The Song with an Unexpected Key Change – Psalm 139

Lots of people get very excited about Psalm 139. And with good reason. It’s surely got to make it onto Volume One of ‘Now that’s what I call Psalmody’. It’s up there with Psalm 23 and 51 and 103. It’s an absolute classic.

We studied it in our Growth Groups this week. And people seem to have loved it. I even got a text from a couple who weren’t able to make it telling me how sorry they were to miss out because it was Psalm 139. (I think they took it as read that we’d realise that they were sorry to miss Growth Group because they’d miss us).

But it’s one of those Psalms with a disturbing key change three-quarters of the way through. Most of us love the first eighteen verses. And what’s not to love? For there, we’re reminded of God’s exhaustive knowledge of our situation, God’s pervasive presence in all our circumstances and God’s creative power in making us just as He intended. It’s heady (and hearty) stuff. And it’s all good. It’s comforting and reassuring. We feel protected, comforted and valued by this God. And so we should.

But then there’s verse 19. ‘If only you, God, would slay the wicked’. And that’s just the start. Verses 19-22 are a full on tirade against David’s bloodthirsty adversaries. Even when we allow for some poetic licence or assume that these guys were especially wicked, it’s still a rude interruption in an otherwise thoroughly pleasant reading experience. But this is where the Psalm has been heading since verse 1. It’s not tacked on unnecessarily at the end. It’s where the Psalm lands. It’s what all the preceding material about God has been laying the foundation for. A responsible reading of the Psalm means that if we don’t factor this in then we’re not really dealing with it in the way that the author (David) or the ultimate author (the Lord) intended. We need to repent of our inclination to be selective with scripture. Even in the Psalms.

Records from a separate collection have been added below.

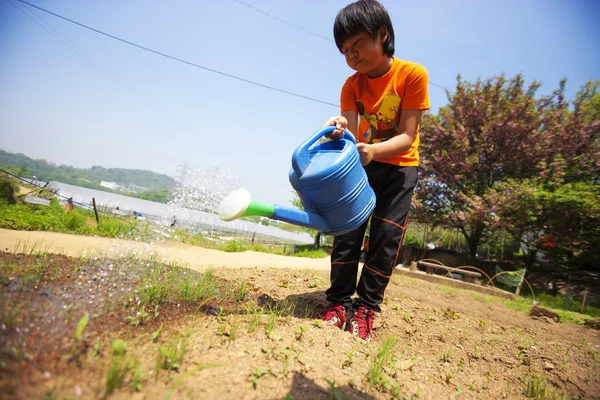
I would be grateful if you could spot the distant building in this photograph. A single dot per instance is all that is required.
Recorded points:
(110, 185)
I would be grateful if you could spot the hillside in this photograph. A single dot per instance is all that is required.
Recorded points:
(86, 177)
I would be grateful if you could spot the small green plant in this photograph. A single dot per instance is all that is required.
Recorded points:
(156, 334)
(334, 394)
(171, 355)
(96, 348)
(241, 291)
(447, 356)
(256, 376)
(136, 379)
(449, 314)
(271, 323)
(308, 312)
(119, 347)
(376, 375)
(118, 370)
(300, 333)
(255, 318)
(537, 388)
(139, 318)
(81, 326)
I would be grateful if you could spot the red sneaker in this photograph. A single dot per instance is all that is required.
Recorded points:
(361, 323)
(334, 314)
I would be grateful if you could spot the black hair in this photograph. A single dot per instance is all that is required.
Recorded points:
(363, 16)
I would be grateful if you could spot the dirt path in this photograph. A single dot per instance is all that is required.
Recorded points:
(193, 257)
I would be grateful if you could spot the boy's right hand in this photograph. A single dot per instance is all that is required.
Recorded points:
(340, 123)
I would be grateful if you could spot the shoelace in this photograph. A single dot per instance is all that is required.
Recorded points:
(364, 318)
(338, 310)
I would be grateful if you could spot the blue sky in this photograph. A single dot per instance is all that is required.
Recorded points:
(145, 111)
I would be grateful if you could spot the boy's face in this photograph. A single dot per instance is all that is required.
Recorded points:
(363, 52)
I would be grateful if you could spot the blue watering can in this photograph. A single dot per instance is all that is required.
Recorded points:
(330, 181)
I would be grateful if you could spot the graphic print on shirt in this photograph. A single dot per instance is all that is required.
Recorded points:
(384, 123)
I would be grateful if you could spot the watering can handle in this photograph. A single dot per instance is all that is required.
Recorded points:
(301, 160)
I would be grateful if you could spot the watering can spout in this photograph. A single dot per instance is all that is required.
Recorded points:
(240, 204)
(328, 178)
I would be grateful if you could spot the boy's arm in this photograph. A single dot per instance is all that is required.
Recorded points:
(415, 101)
(352, 118)
(407, 128)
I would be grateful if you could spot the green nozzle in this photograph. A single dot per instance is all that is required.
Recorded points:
(259, 208)
(240, 204)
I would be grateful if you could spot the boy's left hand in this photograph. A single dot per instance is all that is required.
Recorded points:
(366, 153)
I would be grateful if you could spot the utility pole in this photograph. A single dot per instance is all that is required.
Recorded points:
(185, 167)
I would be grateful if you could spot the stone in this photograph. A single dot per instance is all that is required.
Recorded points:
(404, 365)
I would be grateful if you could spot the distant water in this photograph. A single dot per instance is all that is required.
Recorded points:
(166, 212)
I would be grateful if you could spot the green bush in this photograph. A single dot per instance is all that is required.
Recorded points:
(110, 227)
(412, 240)
(235, 246)
(7, 190)
(75, 222)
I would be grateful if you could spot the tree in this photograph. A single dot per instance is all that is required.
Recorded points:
(497, 158)
(486, 135)
(297, 203)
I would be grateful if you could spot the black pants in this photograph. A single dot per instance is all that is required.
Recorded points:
(393, 187)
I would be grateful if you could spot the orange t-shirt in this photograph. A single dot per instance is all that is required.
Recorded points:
(380, 101)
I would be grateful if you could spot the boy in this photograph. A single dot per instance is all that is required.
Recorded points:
(389, 95)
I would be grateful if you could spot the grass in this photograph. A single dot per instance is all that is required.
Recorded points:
(170, 356)
(538, 389)
(54, 218)
(376, 375)
(524, 304)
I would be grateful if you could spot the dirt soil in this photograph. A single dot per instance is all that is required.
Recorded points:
(264, 342)
(194, 257)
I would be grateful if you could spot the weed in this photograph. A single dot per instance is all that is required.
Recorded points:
(156, 334)
(241, 291)
(334, 394)
(120, 371)
(256, 376)
(96, 349)
(119, 347)
(308, 312)
(376, 375)
(537, 388)
(139, 318)
(447, 356)
(449, 314)
(255, 318)
(300, 333)
(171, 355)
(136, 380)
(271, 323)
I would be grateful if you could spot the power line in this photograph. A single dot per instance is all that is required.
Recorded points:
(180, 59)
(87, 57)
(85, 206)
(258, 10)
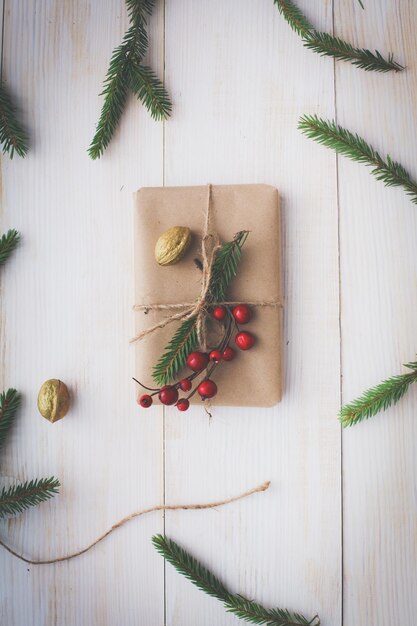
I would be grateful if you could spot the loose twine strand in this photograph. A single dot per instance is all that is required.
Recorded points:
(210, 244)
(122, 522)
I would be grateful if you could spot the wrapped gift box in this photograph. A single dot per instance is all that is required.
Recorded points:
(254, 377)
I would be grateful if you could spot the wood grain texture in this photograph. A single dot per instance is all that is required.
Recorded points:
(66, 311)
(379, 298)
(239, 80)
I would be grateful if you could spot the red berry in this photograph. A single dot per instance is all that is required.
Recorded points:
(244, 340)
(242, 313)
(183, 404)
(168, 395)
(216, 356)
(219, 313)
(185, 384)
(145, 401)
(229, 354)
(197, 361)
(207, 388)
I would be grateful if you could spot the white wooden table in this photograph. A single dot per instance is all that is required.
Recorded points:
(337, 531)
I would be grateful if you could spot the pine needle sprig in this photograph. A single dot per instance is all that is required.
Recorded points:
(294, 16)
(175, 354)
(225, 266)
(329, 45)
(240, 606)
(378, 398)
(351, 145)
(13, 137)
(115, 95)
(9, 403)
(184, 341)
(8, 243)
(151, 91)
(125, 73)
(18, 498)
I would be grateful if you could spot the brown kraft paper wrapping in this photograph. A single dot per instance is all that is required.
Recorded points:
(254, 377)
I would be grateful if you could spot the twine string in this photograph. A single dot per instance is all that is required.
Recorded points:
(162, 507)
(210, 244)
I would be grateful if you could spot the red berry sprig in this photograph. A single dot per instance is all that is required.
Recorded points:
(204, 364)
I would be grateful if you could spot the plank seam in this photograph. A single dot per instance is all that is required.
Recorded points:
(340, 335)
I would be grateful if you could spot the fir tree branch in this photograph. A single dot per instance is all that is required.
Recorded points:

At the moment (and I’ll admit I’ve been round the block a few times on this one) I’m persuaded that this is a prayer for protection. David prays to the God who knows everything that there is to know about his circumstances, who’s present with him in each and every situation and who thinks the world of him because he’s a product of the Lord’s artistic creativity. And he asks for protection. He wants protection from everything that prevents him from being led in ‘the way everlasting’ (24). He wants to travel the way that leads to everlasting life. And so he wants the Lord to deal with and get rid of anything that threatens his path of discipleship. And that’s fair enough. But it means dealing with enemies. Both the external ones and the internal ones. The external ones are easy enough to identify. It’s the bloodthirsty adversaries who oppose the Lord and oppose his anointed king (David). The internal ones are ‘the offensive ways’ of verse 24. David asks God to examine him to identify and root out anything in his heart of hearts that offends Him. It’s an extraordinary prayer. He’s asking for the Lord to recognise and convict him of his sin.

Now, if our study was anything to go by, we get caught up in a discussion about the enemies. Understandably. But I think we were convinced that these words, though uncomfortably vitriolic, expressed a deep zeal for the Lord and His cause rather than personal vindictiveness. But I wonder whether verses 23&24 aren’t more shocking. They ought to be. Because David has the audacity to invite the Lord who’s just discovered the very worst about him to guide him to everlasting life. What was he thinking? How did he think that the God who had just discovered the depth of his sinful depravity could guide him safely along the journey to everlasting life? And why would he? Because of His character revealed in (1-18). And so it’s a prayer that finds its answer in the gospel. That any sinner can be welcomed into God’s sinless presence is only possible because Christ ‘became sin for us so that in him we might become the righteousness of God’ (2 Corinthians 5:21). And so pray Psalm 139. Ask this breathtakingly magnificent God for the protection we need to bring us safely to His eternal presence.